An article published this week in the new edition of Current Opinions in Pulmonary Medicine provides an essential overview of the current clinical picture for Chronic Bronchitis (CB). Study Investigators conducted a thoroughly researched literature review that focused on the environmental risk factors, epidemiology and genetic components of the disease. The aims of the paper, entitled “The chronic bronchitis phenotype in chronic obstructive pulmonary disease: features and implications,” were to elucidate the mechanisms that cause CB using current research, and in doing so, establish better clinical methods of patient evaluation and treatment.
CB is one of two diseases known to cause chronic obstructive pulmonary disease (COPD); emphysema is the other. There is currently not an agreed upon clinical definition used in the medical community to diagnose CB, but broadly it is defined as a productive cough for three months in each of two successive years, for which there is no other clinical cause. CB is a major public health concern and ranks third in overall worldwide mortality. It affects 10 million people worldwide. Adults between the ages of 18-44 make up 31.2% of those diagnosed.
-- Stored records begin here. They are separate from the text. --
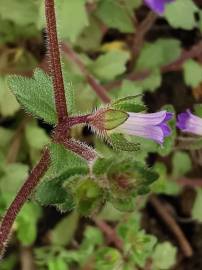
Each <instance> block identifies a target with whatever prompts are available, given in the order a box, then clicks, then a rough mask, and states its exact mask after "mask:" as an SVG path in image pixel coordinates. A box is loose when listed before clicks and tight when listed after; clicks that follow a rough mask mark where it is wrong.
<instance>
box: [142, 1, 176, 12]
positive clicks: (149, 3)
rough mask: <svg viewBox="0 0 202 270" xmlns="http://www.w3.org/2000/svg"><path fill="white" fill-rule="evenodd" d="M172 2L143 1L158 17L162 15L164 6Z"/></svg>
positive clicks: (170, 1) (166, 1) (163, 11)
mask: <svg viewBox="0 0 202 270" xmlns="http://www.w3.org/2000/svg"><path fill="white" fill-rule="evenodd" d="M172 1H173V0H145V3H146V4H147V5H148V6H149V7H150V8H151V9H152V10H153V11H154V12H156V13H158V14H159V15H161V14H163V13H164V10H165V5H166V4H167V3H170V2H172Z"/></svg>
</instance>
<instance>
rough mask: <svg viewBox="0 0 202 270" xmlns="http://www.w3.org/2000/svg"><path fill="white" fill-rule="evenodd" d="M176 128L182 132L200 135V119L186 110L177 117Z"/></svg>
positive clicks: (200, 130) (200, 133) (193, 114)
mask: <svg viewBox="0 0 202 270" xmlns="http://www.w3.org/2000/svg"><path fill="white" fill-rule="evenodd" d="M177 127H178V128H179V129H181V130H182V131H184V132H189V133H193V134H196V135H202V118H201V117H198V116H196V115H194V114H192V113H191V111H190V110H186V112H183V113H180V114H179V115H178V117H177Z"/></svg>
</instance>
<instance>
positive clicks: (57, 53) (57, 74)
mask: <svg viewBox="0 0 202 270" xmlns="http://www.w3.org/2000/svg"><path fill="white" fill-rule="evenodd" d="M45 10H46V21H47V32H48V41H49V46H48V47H49V59H50V64H51V65H50V68H51V74H52V79H53V86H54V95H55V105H56V111H57V116H58V121H59V122H60V121H62V119H63V118H64V117H66V116H67V105H66V98H65V90H64V82H63V76H62V68H61V63H60V51H59V45H58V38H57V28H56V18H55V7H54V0H45Z"/></svg>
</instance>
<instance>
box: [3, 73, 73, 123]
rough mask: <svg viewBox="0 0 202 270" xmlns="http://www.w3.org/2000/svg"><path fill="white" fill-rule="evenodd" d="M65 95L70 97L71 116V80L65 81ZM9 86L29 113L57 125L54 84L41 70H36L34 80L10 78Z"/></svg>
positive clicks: (9, 81) (48, 121)
mask: <svg viewBox="0 0 202 270" xmlns="http://www.w3.org/2000/svg"><path fill="white" fill-rule="evenodd" d="M64 82H65V95H66V96H67V95H68V97H69V98H68V100H67V106H68V105H69V108H70V114H71V110H73V106H74V105H73V99H74V96H73V87H72V85H71V82H69V80H67V79H65V80H64ZM8 85H9V88H10V89H11V91H12V92H13V93H14V95H15V96H16V98H17V100H18V101H19V103H20V104H21V105H22V106H23V107H24V108H25V110H26V111H27V112H28V113H31V114H33V115H34V116H35V117H38V118H41V119H43V120H44V121H45V122H48V123H50V124H55V123H56V122H57V116H56V111H55V103H54V97H53V84H52V80H51V78H50V77H49V76H48V75H47V74H45V73H44V72H43V71H42V70H40V69H39V68H37V69H35V71H34V75H33V78H31V79H30V78H26V77H22V76H17V75H10V76H9V77H8Z"/></svg>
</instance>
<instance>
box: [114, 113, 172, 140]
mask: <svg viewBox="0 0 202 270" xmlns="http://www.w3.org/2000/svg"><path fill="white" fill-rule="evenodd" d="M128 115H129V117H128V119H127V120H126V121H125V122H124V123H123V124H122V125H120V126H119V127H118V130H119V131H121V132H122V133H126V134H129V135H134V136H139V137H143V138H146V139H151V140H154V141H156V142H157V143H159V144H162V143H163V141H164V137H167V136H169V135H170V133H171V131H170V128H169V126H168V124H167V123H166V122H167V121H168V120H170V119H171V118H172V115H173V114H172V113H170V112H167V111H160V112H157V113H148V114H143V113H128Z"/></svg>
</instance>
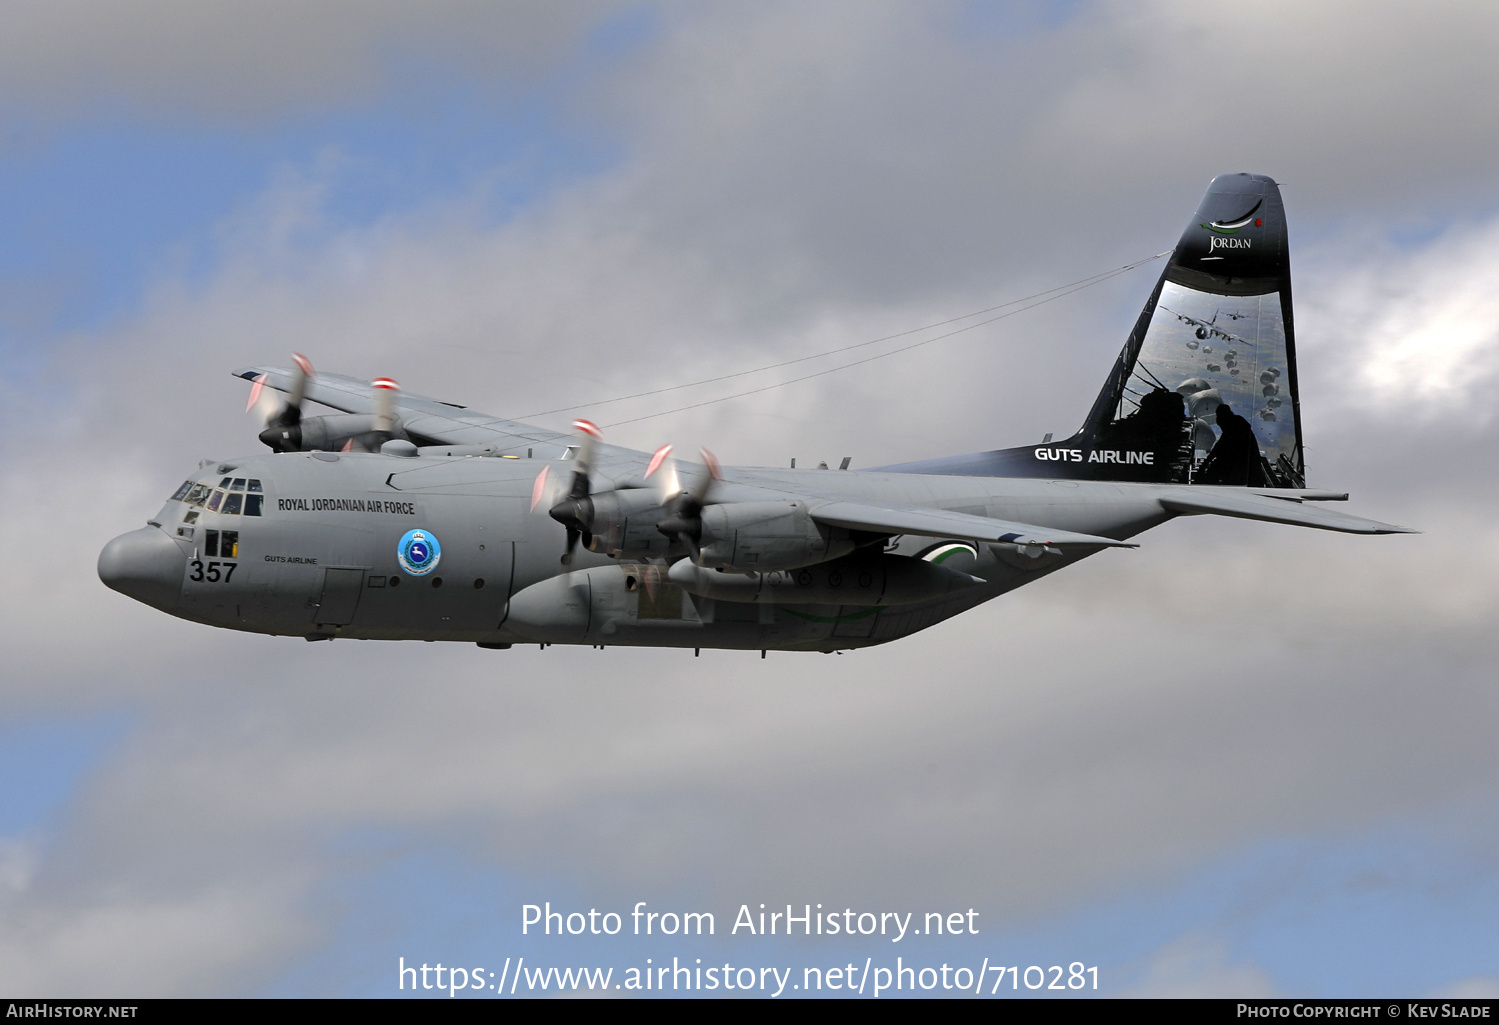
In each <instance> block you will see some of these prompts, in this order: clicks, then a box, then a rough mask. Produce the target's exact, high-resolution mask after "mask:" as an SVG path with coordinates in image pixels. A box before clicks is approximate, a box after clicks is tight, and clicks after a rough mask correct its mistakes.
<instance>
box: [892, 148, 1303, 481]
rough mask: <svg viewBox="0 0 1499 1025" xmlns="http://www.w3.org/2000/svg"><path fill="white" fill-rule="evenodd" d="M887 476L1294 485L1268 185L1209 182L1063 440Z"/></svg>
mask: <svg viewBox="0 0 1499 1025" xmlns="http://www.w3.org/2000/svg"><path fill="white" fill-rule="evenodd" d="M887 469H892V471H904V472H913V474H914V472H919V474H955V475H968V477H1048V478H1072V480H1094V481H1153V483H1160V484H1234V486H1249V487H1306V463H1304V459H1303V451H1301V408H1300V402H1298V399H1297V360H1295V330H1294V325H1292V313H1291V259H1289V250H1288V246H1286V213H1285V205H1283V204H1282V201H1280V189H1279V187H1277V186H1276V183H1274V180H1271V178H1268V177H1265V175H1259V174H1222V175H1219V177H1217V178H1214V180H1213V183H1211V184H1210V186H1208V190H1207V195H1204V196H1202V202H1201V204H1199V205H1198V211H1196V216H1195V217H1193V219H1192V223H1190V225H1187V229H1186V231H1184V232H1183V234H1181V240H1180V241H1178V243H1177V249H1175V252H1174V253H1172V255H1171V261H1169V262H1168V265H1166V270H1165V271H1163V273H1162V276H1160V280H1159V282H1157V283H1156V289H1154V291H1153V292H1151V295H1150V300H1148V301H1147V303H1145V309H1144V310H1141V315H1139V319H1138V321H1136V322H1135V330H1133V331H1130V336H1129V340H1126V343H1124V351H1123V352H1120V357H1118V360H1117V361H1115V364H1114V369H1112V372H1111V373H1109V376H1108V381H1106V382H1105V385H1103V390H1102V391H1100V393H1099V397H1097V399H1096V400H1094V403H1093V409H1091V411H1090V412H1088V418H1087V421H1084V424H1082V427H1081V429H1079V430H1078V433H1075V435H1073V436H1072V438H1067V439H1064V441H1057V442H1043V444H1040V445H1031V447H1025V448H1006V450H998V451H991V453H974V454H971V456H958V457H952V459H938V460H928V462H922V463H907V465H901V466H892V468H887Z"/></svg>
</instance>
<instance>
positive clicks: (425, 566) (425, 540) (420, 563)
mask: <svg viewBox="0 0 1499 1025" xmlns="http://www.w3.org/2000/svg"><path fill="white" fill-rule="evenodd" d="M439 559H442V545H441V544H438V539H436V536H433V535H432V533H427V532H426V530H406V533H403V535H402V538H400V544H397V545H396V560H397V562H400V568H402V569H405V571H406V572H409V574H411V575H412V577H426V575H427V574H429V572H432V571H433V569H436V568H438V560H439Z"/></svg>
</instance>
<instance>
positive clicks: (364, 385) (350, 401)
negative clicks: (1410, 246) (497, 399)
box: [234, 367, 571, 450]
mask: <svg viewBox="0 0 1499 1025" xmlns="http://www.w3.org/2000/svg"><path fill="white" fill-rule="evenodd" d="M292 373H294V372H292V370H291V369H288V367H244V369H243V370H235V372H234V376H235V378H244V379H246V381H255V378H258V376H261V375H265V385H267V387H270V388H276V390H277V391H288V390H289V387H291V381H292ZM306 394H307V399H310V400H312V402H316V403H321V405H324V406H331V408H333V409H339V411H342V412H348V414H373V412H375V399H373V396H372V394H370V385H369V382H367V381H360V379H358V378H348V376H345V375H340V373H319V375H318V376H316V378H312V379H310V381H307V393H306ZM396 415H399V417H400V423H402V427H403V429H405V430H406V433H408V435H411V436H412V438H414V439H420V442H421V444H432V445H493V447H496V448H498V450H507V448H523V447H526V445H528V444H541V445H564V447H567V445H568V444H571V436H568V435H564V433H559V432H555V430H547V429H544V427H535V426H532V424H520V423H516V421H513V420H502V418H499V417H489V415H486V414H475V412H472V411H469V409H466V408H465V406H459V405H457V403H451V402H439V400H436V399H427V397H424V396H415V394H408V393H405V391H402V393H399V394H397V396H396Z"/></svg>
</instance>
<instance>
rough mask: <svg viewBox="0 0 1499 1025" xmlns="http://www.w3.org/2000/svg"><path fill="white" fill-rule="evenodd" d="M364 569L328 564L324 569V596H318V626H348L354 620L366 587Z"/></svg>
mask: <svg viewBox="0 0 1499 1025" xmlns="http://www.w3.org/2000/svg"><path fill="white" fill-rule="evenodd" d="M364 572H366V571H364V569H363V568H360V566H352V568H351V566H328V568H325V569H324V571H322V596H321V598H318V611H316V613H315V619H316V623H318V626H348V625H349V623H351V622H354V610H355V608H358V604H360V595H361V593H363V589H364Z"/></svg>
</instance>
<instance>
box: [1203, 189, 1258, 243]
mask: <svg viewBox="0 0 1499 1025" xmlns="http://www.w3.org/2000/svg"><path fill="white" fill-rule="evenodd" d="M1264 205H1265V201H1264V198H1261V199H1259V202H1256V204H1255V205H1253V207H1250V208H1249V210H1246V211H1244V213H1241V214H1240V216H1238V217H1232V219H1228V220H1205V222H1202V226H1204V228H1207V229H1208V231H1216V232H1219V234H1223V235H1228V234H1232V232H1235V231H1238V229H1240V228H1243V226H1244V225H1247V223H1249V222H1252V220H1253V222H1255V226H1256V228H1259V226H1262V225H1264V223H1265V222H1264V220H1262V219H1256V217H1255V214H1256V213H1259V208H1261V207H1264Z"/></svg>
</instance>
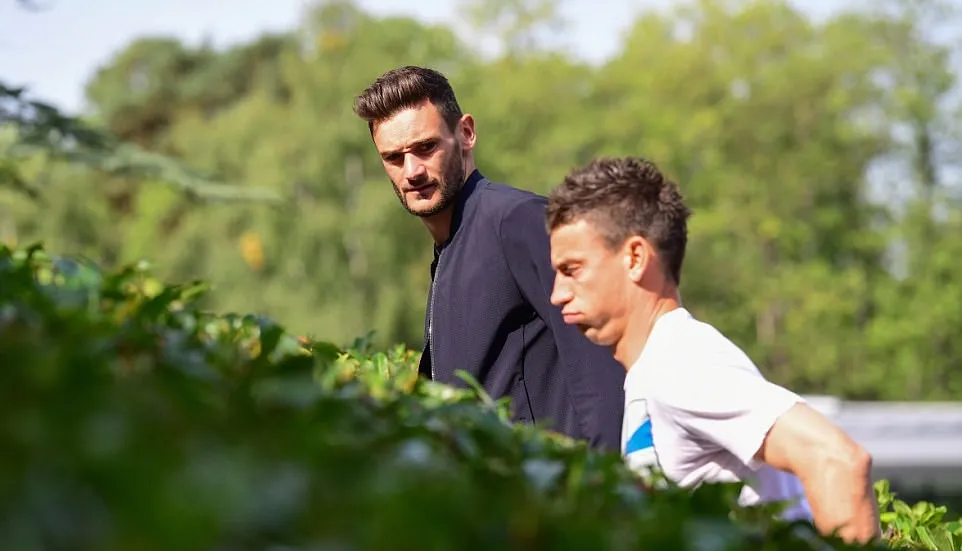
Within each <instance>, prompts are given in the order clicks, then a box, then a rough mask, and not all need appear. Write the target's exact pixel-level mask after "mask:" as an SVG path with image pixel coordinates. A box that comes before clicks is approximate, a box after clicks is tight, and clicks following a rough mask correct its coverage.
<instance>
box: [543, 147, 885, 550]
mask: <svg viewBox="0 0 962 551" xmlns="http://www.w3.org/2000/svg"><path fill="white" fill-rule="evenodd" d="M689 215H690V211H689V209H688V208H687V207H686V206H685V204H684V203H683V201H682V198H681V196H680V194H679V192H678V189H677V186H676V185H675V184H674V183H672V182H670V181H669V180H667V179H666V178H665V177H664V176H663V175H662V174H661V172H660V171H659V170H658V168H657V167H656V166H655V165H653V164H652V163H650V162H648V161H645V160H643V159H638V158H621V159H599V160H595V161H593V162H591V163H589V164H588V165H586V166H584V167H581V168H578V169H575V170H573V171H572V172H571V173H569V175H568V176H567V177H566V178H565V180H564V182H563V183H562V184H561V185H560V186H558V188H557V189H555V190H554V191H553V192H552V193H551V194H550V196H549V203H548V211H547V225H548V229H549V230H550V232H551V261H552V264H553V266H554V268H555V271H556V275H555V287H554V292H553V293H552V297H551V300H552V302H553V303H554V304H555V305H556V306H558V307H560V308H561V312H562V315H563V316H564V320H565V322H566V323H569V324H574V325H577V326H578V327H579V328H580V329H581V331H582V332H583V333H584V334H585V336H586V337H587V338H588V339H590V340H591V341H593V342H595V343H597V344H601V345H606V346H610V347H611V348H612V351H613V353H614V356H615V359H617V360H618V361H619V362H620V363H621V364H622V365H623V366H624V367H625V369H626V370H627V376H626V377H625V384H624V386H625V415H624V422H623V423H624V424H623V427H622V452H623V454H624V456H625V460H626V461H627V463H628V464H629V465H630V466H631V467H632V468H634V469H636V470H638V471H641V472H646V471H647V470H648V469H650V468H652V467H656V468H657V469H658V470H660V471H661V472H663V473H664V475H665V476H666V477H667V478H668V479H670V480H672V481H674V482H676V483H677V484H679V485H681V486H684V487H694V486H697V485H698V484H701V483H706V482H708V483H713V482H743V483H744V489H743V491H742V494H741V496H740V502H741V503H742V504H743V505H746V506H749V505H753V504H761V503H768V502H772V501H779V502H789V503H788V504H789V507H788V508H787V510H785V513H784V515H785V516H786V517H787V518H789V519H808V520H811V521H813V522H814V524H815V525H816V527H818V529H819V530H820V531H822V532H823V533H831V532H833V531H834V530H835V529H838V530H839V535H841V536H842V537H843V538H845V539H847V540H849V541H867V540H870V539H873V538H877V537H879V516H878V506H877V501H876V497H875V494H874V492H873V490H872V480H871V476H870V472H871V457H870V456H869V455H868V453H867V452H866V451H865V450H864V449H863V448H862V447H860V446H859V445H858V444H856V443H855V442H854V441H853V440H852V439H851V438H849V437H848V436H847V435H846V434H845V433H844V432H843V431H842V430H840V429H839V428H838V427H837V426H836V425H835V424H833V423H832V422H831V421H829V420H828V419H827V418H825V417H824V416H823V415H821V414H820V413H818V412H817V411H815V410H814V409H812V408H811V407H809V406H808V405H807V404H806V403H805V401H804V400H803V399H802V398H801V397H800V396H798V395H797V394H795V393H794V392H791V391H789V390H787V389H785V388H782V387H780V386H778V385H775V384H773V383H771V382H769V381H767V380H766V379H765V378H764V377H763V376H762V374H761V373H760V372H759V371H758V369H757V368H756V367H755V365H754V363H753V362H752V360H751V359H750V358H748V356H747V355H746V354H745V353H744V352H742V350H741V349H740V348H739V347H738V346H736V345H735V344H734V343H732V342H731V341H730V340H729V339H728V338H726V337H725V336H724V335H723V334H721V333H720V332H719V331H717V330H716V329H715V328H713V327H712V326H711V325H708V324H706V323H703V322H701V321H698V320H696V319H695V318H694V317H692V315H691V314H690V313H689V312H688V310H686V309H685V308H684V307H683V306H682V304H681V298H680V295H679V292H678V284H679V282H680V279H681V277H680V276H681V266H682V262H683V260H684V255H685V246H686V244H687V219H688V217H689Z"/></svg>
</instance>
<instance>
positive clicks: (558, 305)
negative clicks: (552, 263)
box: [549, 276, 571, 308]
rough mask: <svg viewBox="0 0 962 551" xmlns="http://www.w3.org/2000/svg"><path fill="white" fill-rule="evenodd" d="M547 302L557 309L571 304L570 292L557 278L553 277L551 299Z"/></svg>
mask: <svg viewBox="0 0 962 551" xmlns="http://www.w3.org/2000/svg"><path fill="white" fill-rule="evenodd" d="M549 300H550V301H551V304H554V305H555V306H558V307H559V308H560V307H562V306H564V305H565V304H568V303H569V302H571V291H570V290H569V289H568V286H567V285H565V284H564V282H562V281H561V278H559V277H557V276H555V280H554V285H553V286H552V287H551V297H550V298H549Z"/></svg>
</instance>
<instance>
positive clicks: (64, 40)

The main risk factor for CB is being a current smoker, but ongoing research is shedding light on possible environmental causes such as exposure to air pollutants, dusts, fumes, and burning of bio mass fuels.
It is this ongoing research that the study authors reviewed to make conclusions on the potential attributing factors to the disease and their role in the clinical setting. The literature on risk factors provided data with environmental, epidemiological, and genetic importance, including:
- Ozone studies have shown diminished lung function, reduced exercise capacity, and lung inflammation at levels at or below the National Ambient Air Quality Standards of air quality. Increased ozone levels were associated with greater emergency department visits for CB.
- The burning of Bio mass fuels consisting of wood, dung, and crop residues predominantly affects women in rural areas who use the fuel for cooking and contributes to their higher rate of diagnosis.
- Air pollution increases rates of COPD and CB by increasing the body’s inflammatory response.
- On computer tomography (CT) scan CB is associated with greater airway wall thickening and gas trapping within the lungs.
- The reasons why a certain population of smokers are not susceptible to CB due to their genetic make-up is not fully understood.
The medical community agrees that CB has an acceleratory effect on lung function decline, it significantly worsens a patient’s quality of life, and attributes globally to high rates of mortality; what isn’t agreed upon is the precise definition to diagnose CB, and this is a problem, as it contributes to a high rate of undiagnosed and untreated patients. For clinicians, having thorough answers to the pathophysiology of the disease will result in the development of better therapies that will be more successful in improving patients’ lung function while also decreasing mortality rates. This study adds to the growing body of literature that aims to provide those needed answers.